A vingt-six ans, avoir déjà
son biopic au cinéma, c’est la classe ! ou pas...
Le personnage principal, Mark Zuckerberg, est le créateur du
site Facebook, et le film raconte comment a-t-il créé
ce grand machin qui ne sert à rien… ou presque. Pour
saisir la genèse de la chose, il faudrait sans doute être
féru d’informatique ou au moins ne pas se désintéresser
de l’aspect technique des sites internet et de leur piratage
éventuel. Comme c’est loin d’être le cas
de tous les spectateurs potentiels, cet aspect-là du film risque
de paraître bien obscur pour une grande partie du public (j’en
fais partie). Les dialogues vont très vite, les faits s’enchaînent,
les personnages virevoltent, c’est plutôt brillant mais
malheureusement pas très passionnant. Il semble que David Fincher
soit un peu trop fasciné par le phénomène pour
avoir le recul nécessaire et fabriquer un récit compréhensible
par tous. On sent bien la fièvre, le désir de puissance
de certains, la soif de succès, mais on ne s’attache
absolument pas aux différents protagonistes. Ils sont, tous
autant qu’ils sont, parfaitement égoïstes, têtes
à claques, asociaux, très intelligents sans doute mais
dépourvus d’humanité. Le film les montre tels
quels, et on croit Fincher sur paroles (et sur images aussi). Il ne
cherche pas à en faire des héros magnifiques, il ne
célèbre pas leur gloire. Il se contente d’expliquer
comment tout cela s’est réalisé, comment certains
sont tombés en cours de route, comment d’autres en ont
profité. Le plus gros reproche qu’on puisse faire à
Fincher, c’est son manque de point de vue, l’absence de
réflexion plus large sur ce qui semble être le gage de
la réussite dans notre société individualiste
à outrance. Toutes les inventions des deux siècles derniers
n’ont pas généré que du bonheur, loin s’en
faut, mais bon nombre d’entre elles ont tout de même amélioré
la vie de millions de personnes. Est-ce que Facebook change la vie
des gens ? De quelle façon ? Est-ce devenu indispensable dans
le mode de communication de toute une part de la population mondiale
? Si oui, est-ce là un véritable progrès ? Toutes
ces questions sont soigneusement évitées, le sujet du
film est ailleurs, centré sur le personnage du créateur.

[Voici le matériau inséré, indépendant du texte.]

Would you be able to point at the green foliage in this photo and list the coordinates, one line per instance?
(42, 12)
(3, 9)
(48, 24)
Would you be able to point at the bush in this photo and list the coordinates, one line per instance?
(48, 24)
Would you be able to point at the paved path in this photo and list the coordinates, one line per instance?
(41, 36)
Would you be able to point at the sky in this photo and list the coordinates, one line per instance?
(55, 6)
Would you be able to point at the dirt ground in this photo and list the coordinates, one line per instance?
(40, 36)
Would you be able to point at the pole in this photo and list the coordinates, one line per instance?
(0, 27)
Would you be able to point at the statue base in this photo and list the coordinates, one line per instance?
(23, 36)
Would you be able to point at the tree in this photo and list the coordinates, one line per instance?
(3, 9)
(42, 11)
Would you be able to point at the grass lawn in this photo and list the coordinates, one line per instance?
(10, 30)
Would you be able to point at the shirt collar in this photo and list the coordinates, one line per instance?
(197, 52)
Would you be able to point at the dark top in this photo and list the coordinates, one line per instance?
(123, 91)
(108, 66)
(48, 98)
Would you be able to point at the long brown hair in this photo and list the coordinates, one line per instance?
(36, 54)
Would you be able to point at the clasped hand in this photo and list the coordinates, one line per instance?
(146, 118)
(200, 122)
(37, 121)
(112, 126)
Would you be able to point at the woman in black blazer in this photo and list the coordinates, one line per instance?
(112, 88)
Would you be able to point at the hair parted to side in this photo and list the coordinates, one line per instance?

Mais là aussi, très peu de questions. Quelques pistes,
quelques éléments de réponses qui semblent d’ailleurs
tellement futiles et ressemblant à des clichés que le
personnage ne devient ni légendaire, ni crédible. Finalement,
la vraie question au sujet de Facebook, ce n’est pas de savoir
qui l’a inventé (si ce n’avait pas été
Mark Zuckerberg, un autre l’aurait fait à l’identique
ou quelque chose de très approchant), la vraie question c’est
de comprendre pourquoi ça marche, pourquoi des millions de
gens se connectent pour savoir qui couche avec qui, quelle musique
leurs collègues préfèrent et quelle tête
leur voisin peut avoir quand il est bourré… Tout cela
n’est pas exactement passionnant, tout comme le film.